Сделай он это — все бы ограничилось, может быть, легкой болезнью; но молодая девушка так быстро увернулась и, замахав на него руками, так искренно рассмеялась, что озабоченный, спешивший к опасным больным доктор только покачал головой и, проговорив:
— Ну, смотрите! Уложу я вас, чуть что, в постель, до возвращения Николая Николаевича! — поехал себе дальше, никак не думая, что его пожелание так скоро сбудется.
Девушки пошли за город, на кладбище.
Вечер был облачный, но очень тихий. Кладбище было красивое, на высоком берегу реки.

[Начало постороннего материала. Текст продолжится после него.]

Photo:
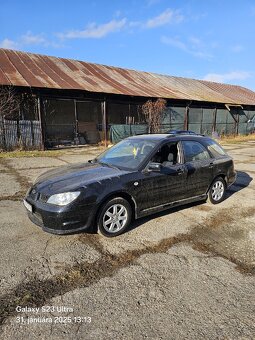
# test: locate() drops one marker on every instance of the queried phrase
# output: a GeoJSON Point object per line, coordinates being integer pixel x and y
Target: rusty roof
{"type": "Point", "coordinates": [35, 70]}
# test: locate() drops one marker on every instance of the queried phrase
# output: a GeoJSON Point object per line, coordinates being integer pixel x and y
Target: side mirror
{"type": "Point", "coordinates": [154, 167]}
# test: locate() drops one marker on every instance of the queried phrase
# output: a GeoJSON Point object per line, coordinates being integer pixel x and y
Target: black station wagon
{"type": "Point", "coordinates": [138, 176]}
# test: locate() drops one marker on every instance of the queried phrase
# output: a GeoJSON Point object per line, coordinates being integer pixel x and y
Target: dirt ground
{"type": "Point", "coordinates": [188, 273]}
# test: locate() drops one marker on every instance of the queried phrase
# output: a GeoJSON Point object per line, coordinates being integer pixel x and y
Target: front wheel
{"type": "Point", "coordinates": [114, 217]}
{"type": "Point", "coordinates": [217, 191]}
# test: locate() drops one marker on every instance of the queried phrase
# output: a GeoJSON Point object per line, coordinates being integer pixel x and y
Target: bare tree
{"type": "Point", "coordinates": [9, 103]}
{"type": "Point", "coordinates": [154, 113]}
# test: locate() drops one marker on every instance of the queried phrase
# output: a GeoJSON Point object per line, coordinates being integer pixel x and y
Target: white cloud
{"type": "Point", "coordinates": [237, 48]}
{"type": "Point", "coordinates": [152, 2]}
{"type": "Point", "coordinates": [226, 77]}
{"type": "Point", "coordinates": [9, 44]}
{"type": "Point", "coordinates": [194, 46]}
{"type": "Point", "coordinates": [166, 17]}
{"type": "Point", "coordinates": [95, 31]}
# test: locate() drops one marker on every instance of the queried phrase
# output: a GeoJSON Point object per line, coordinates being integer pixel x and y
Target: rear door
{"type": "Point", "coordinates": [164, 186]}
{"type": "Point", "coordinates": [199, 165]}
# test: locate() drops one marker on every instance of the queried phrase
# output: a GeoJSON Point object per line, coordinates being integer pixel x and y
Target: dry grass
{"type": "Point", "coordinates": [34, 153]}
{"type": "Point", "coordinates": [234, 139]}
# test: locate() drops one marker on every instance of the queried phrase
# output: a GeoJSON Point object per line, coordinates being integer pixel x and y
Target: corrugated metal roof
{"type": "Point", "coordinates": [34, 70]}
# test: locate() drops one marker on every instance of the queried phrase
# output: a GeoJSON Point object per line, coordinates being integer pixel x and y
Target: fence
{"type": "Point", "coordinates": [25, 134]}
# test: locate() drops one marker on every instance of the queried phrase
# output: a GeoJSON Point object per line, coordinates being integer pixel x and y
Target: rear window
{"type": "Point", "coordinates": [194, 151]}
{"type": "Point", "coordinates": [215, 149]}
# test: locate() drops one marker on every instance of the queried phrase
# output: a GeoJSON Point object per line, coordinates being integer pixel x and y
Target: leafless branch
{"type": "Point", "coordinates": [154, 113]}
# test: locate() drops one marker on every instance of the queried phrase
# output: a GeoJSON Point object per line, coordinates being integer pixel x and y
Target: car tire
{"type": "Point", "coordinates": [217, 190]}
{"type": "Point", "coordinates": [114, 217]}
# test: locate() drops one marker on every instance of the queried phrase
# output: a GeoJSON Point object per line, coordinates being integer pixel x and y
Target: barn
{"type": "Point", "coordinates": [65, 102]}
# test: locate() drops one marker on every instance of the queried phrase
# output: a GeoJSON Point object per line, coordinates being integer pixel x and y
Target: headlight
{"type": "Point", "coordinates": [64, 198]}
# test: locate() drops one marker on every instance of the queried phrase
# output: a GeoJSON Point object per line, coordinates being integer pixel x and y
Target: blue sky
{"type": "Point", "coordinates": [201, 39]}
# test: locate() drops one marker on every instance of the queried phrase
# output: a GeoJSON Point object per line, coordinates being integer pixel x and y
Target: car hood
{"type": "Point", "coordinates": [72, 177]}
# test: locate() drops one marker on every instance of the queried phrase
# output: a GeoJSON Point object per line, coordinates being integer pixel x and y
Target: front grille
{"type": "Point", "coordinates": [35, 195]}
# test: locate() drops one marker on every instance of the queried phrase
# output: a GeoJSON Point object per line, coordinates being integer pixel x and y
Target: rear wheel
{"type": "Point", "coordinates": [217, 191]}
{"type": "Point", "coordinates": [114, 217]}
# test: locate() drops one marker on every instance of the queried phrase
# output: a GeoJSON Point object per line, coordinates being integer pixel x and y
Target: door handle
{"type": "Point", "coordinates": [180, 171]}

Осмотрев цветы, посаженные вокруг общего памятника детей, посидев на скамеечке у могилы и не чувствуя облегчения, Молохова предложила пройтись к краю обрыва.

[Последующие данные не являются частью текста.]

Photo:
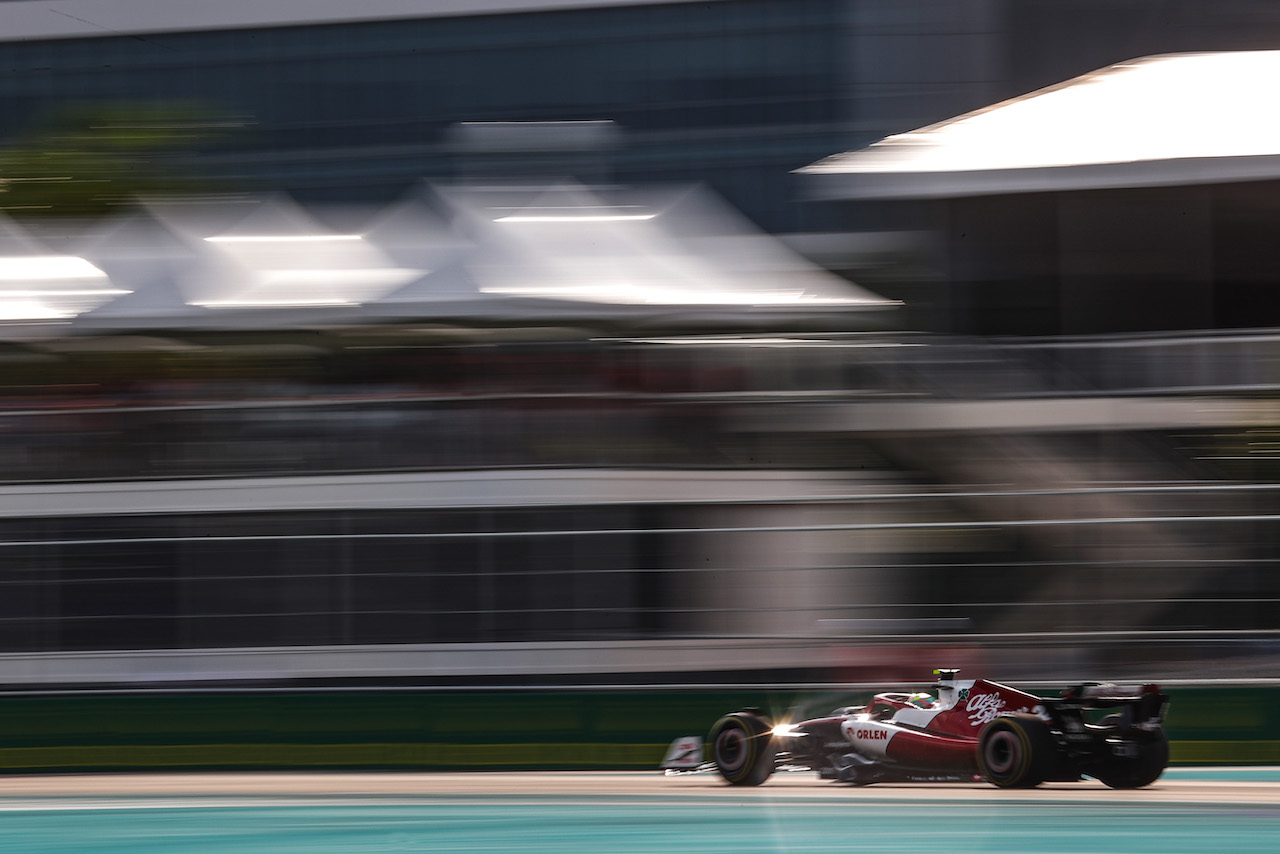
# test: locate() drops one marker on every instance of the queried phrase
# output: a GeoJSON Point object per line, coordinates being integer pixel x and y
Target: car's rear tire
{"type": "Point", "coordinates": [1016, 752]}
{"type": "Point", "coordinates": [741, 745]}
{"type": "Point", "coordinates": [1142, 770]}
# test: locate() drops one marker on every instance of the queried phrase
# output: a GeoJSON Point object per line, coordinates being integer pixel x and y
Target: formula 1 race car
{"type": "Point", "coordinates": [972, 730]}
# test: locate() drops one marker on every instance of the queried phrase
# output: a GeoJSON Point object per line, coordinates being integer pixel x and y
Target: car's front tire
{"type": "Point", "coordinates": [741, 745]}
{"type": "Point", "coordinates": [1016, 752]}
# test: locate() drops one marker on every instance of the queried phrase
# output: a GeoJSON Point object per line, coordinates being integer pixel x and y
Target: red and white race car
{"type": "Point", "coordinates": [970, 730]}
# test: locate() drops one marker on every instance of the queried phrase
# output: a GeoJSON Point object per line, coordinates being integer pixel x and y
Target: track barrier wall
{"type": "Point", "coordinates": [483, 730]}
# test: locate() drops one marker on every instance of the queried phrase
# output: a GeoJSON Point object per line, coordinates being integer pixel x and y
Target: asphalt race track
{"type": "Point", "coordinates": [1189, 809]}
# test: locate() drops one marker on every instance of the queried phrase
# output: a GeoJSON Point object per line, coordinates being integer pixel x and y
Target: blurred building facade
{"type": "Point", "coordinates": [503, 501]}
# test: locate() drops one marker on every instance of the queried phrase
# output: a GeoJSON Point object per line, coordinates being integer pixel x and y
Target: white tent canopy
{"type": "Point", "coordinates": [460, 254]}
{"type": "Point", "coordinates": [1159, 120]}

Савина следила давно с беспокойством за воспаленными глазами подруги, за необыкновенным её лихорадочным оживлением и несколько раз предлагала вернуться домой, пугая тяжелыми тучами, надвигавшимися с запада. Но Надей овладел дух упрямства, a Савина к тому же не противоречила ей слишком решительно, боясь её раздражать. Надя сняла шляпу; ей хотелось, чтоб ветерок обвевал её горячий лоб, но в воздухе не было ни малейшего движения, напротив: чем более небо заволакивалось, тем становилось тише и душнее. Они посидели на выступе берега, a потом Надя легла на высокую траву, доложив голову на маленький надгробный памятник, вполовину ушедший в землю, и промолвила:
— Славно тут!.. Тихо… Иногда, право, так и тянет полежать вот так…
И она сложила руки на груди, закрыв глаза и вытянувшись.
— Это глупые шутки и бессмысленные слова, Надя! — с неудовольствием возразила Савина. — Перестань!.. Все успеем там належаться, a таким, как ты, надо думать не о смерти, a жить как можно дольше.
— Жить?.. Кабы так жилось, как хочется!
— И это пустые слова; кому живется, как хочется? Нет таких людей… Тебе лучше, во всяком случае, жить, чем многим, чем огромному большинству. Пожалуйста, не выдумывай хандрить!..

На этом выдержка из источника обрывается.